Ohne die Leistungen ehrenamtlicher Helfer kann ein freiheitlicher, demokratischer und sozialer Rechtsstaat nicht auskommen. Wir wollen unsere freiwilligen Helfer ermutigen und den politischen Führern klarmachen, was sie anrichten würden, wenn sie diese treuen Diener unseres Gemeinwesens jetzt, wo es darauf ankommt, allein im Regen ihrer täglichen Anspannung stehenlassen.

Wie sollten wir denn wohl die groß angekündigte 'soziale Offensive im Sport' ohne angemessene öffentliche Vereinshilfen, z.B. für Übungsleiter, ohne die erforderlichen Anlagen, ohne steuerliche und bürokratische Entlastung durchstehen?
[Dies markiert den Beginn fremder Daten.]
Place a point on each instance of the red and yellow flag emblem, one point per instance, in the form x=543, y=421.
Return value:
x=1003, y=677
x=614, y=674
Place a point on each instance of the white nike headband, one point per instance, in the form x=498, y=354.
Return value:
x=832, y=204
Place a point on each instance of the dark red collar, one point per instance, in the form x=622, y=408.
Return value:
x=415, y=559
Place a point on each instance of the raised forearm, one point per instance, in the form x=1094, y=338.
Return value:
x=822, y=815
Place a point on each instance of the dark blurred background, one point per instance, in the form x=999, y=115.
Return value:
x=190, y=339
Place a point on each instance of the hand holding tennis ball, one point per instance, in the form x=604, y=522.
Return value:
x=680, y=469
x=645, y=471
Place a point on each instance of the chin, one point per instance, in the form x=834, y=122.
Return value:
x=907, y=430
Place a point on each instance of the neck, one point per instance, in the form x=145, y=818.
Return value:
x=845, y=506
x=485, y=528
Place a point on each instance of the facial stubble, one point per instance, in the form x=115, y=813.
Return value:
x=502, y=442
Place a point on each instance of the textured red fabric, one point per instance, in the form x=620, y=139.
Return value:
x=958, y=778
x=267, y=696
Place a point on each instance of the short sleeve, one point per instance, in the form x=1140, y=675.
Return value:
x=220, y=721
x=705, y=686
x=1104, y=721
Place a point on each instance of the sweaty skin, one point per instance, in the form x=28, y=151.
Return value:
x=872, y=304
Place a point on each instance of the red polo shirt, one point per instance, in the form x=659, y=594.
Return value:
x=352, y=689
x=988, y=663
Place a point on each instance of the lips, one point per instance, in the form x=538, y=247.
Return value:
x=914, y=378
Wie sollten wir die ehrenamtlichen Mitarbeiter noch motivieren, wenn man sie mit immer mehr Verwaltungs-Quatsch überzieht und ihnen die Zeit mit Formularen - die eigentlich allerdings auch aus den Verbands-Bürokratien kommen - stiehlt, Zeit, die sie für ihre eigentliche Aufgabe dringend benötigen?

Müssen wir denn erst auch noch auf die Straße gehen, streiken oder demonstrieren, Aussteiger oder Leistungsverweigerer werden, um mit unseren Vorstellungen gebotene Aufmerksamkeit zu finden? Wir stehen zu diesem Staat! Das hat die Turn- und Sportbewegung hinreichend bewiesen. Doch wer hält zu uns? Parteiamtliche Organe schelten uns 'stinkkonservativ', und auf ihrem Parteitag werden alle erwähnt, nur der Sport nicht, obwohl der DSB auf deren Sport-Kongressen 1978 in Köln und 1980 in Dortmund aktiv mitgewirkt hat. Hat er nicht genügend Krach gemacht? Folgte er zu leicht einer Empfehlung der sozial-liberalen Koalition, als er den Moskauer Spielen 1980 fernblieb? Hinterher den Athleten zu sagen, man habe den Sportorganisationen ja die Freiheit der

Entscheidung gelassen, zeugt nicht von Bekennermut. Vielleicht liegt in dieser Art, Politik zu treiben, sogar ein wesentlicher Grund für die Unglaubwürdigkeit der Politiker - nicht nur bei der Jugend. (...)"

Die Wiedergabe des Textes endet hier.